Liam Gallagher has shared his verdict on an AI-generated Oasis album that has been shared online.
Last week, an eight-track album titled The Lost Tapes Volume One was released under the name AIsis, which imagined what another album from the legendary Brit pop band would sound like.
The collection featured music and lyrics written by real-life band Breezer, but used vocals from “Liam” generated by artificial intelligence.
After hearing one of the tracks, Liam declared it was “better than all the other snizzle out there”.
Asked if he’d listened to the album on Twitter, Liam responded: “Not the album heard a tune it’s better than all the other snizzle out there.”
He added that the track was “mad as fuck”, and said: “I sound mega.”
Explaining how the album came about last week, Breezer said it was inspired by speculating what would happen if “the band’s 95-97 line-up continued to write music, or perhaps all got together years later to write a record akin to the first three albums, and only now has the master DAT tape from that session surfaced”.
They added: “We’re bored of waiting for Oasis to reform, so we’ve got an AI-modelled Liam Gallagher… to step in and help out on some tunes that were written during lockdown 2021 for a short-lived, but much loved band called Breezer.”

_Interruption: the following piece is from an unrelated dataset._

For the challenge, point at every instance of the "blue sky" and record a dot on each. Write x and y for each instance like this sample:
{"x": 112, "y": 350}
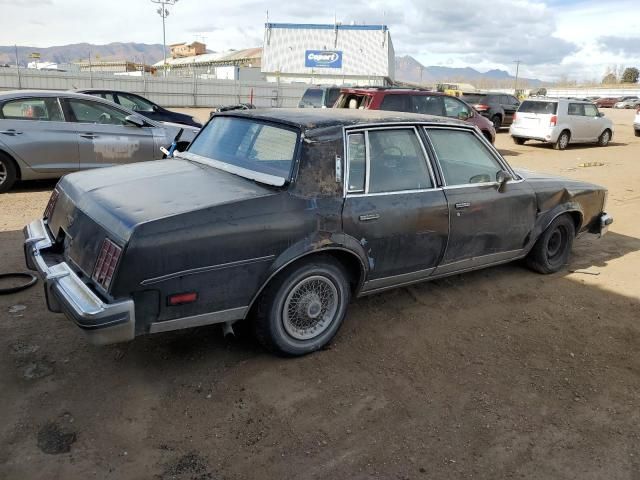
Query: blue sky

Since their break-up in 2009, Oasis fans have desperately pleaded for Gallagher brothers Liam and Noel to reunite, but they have so far resisted working together again.
The pair have both gone on to have success with separate projects in the music industry and have publicly traded blows in the media over the years.
In 2020, Liam called his brother “greedy” for supposedly turning down a huge amount of money to reform Oasis – something Noel later denied.
A song featuring AI-generated vocals from Drake and The Weeknd called Heart On My Sleeve was pulled from streaming services after going viral at the weekend.
Record label Universal Music Group condemned it for “infringing content created with generative AI”, saying that its original posting by “Ghostwriter” on TikTok demonstrated “why platforms have a fundamental legal and ethical responsibility to prevent the use of their services in ways that harm artists”.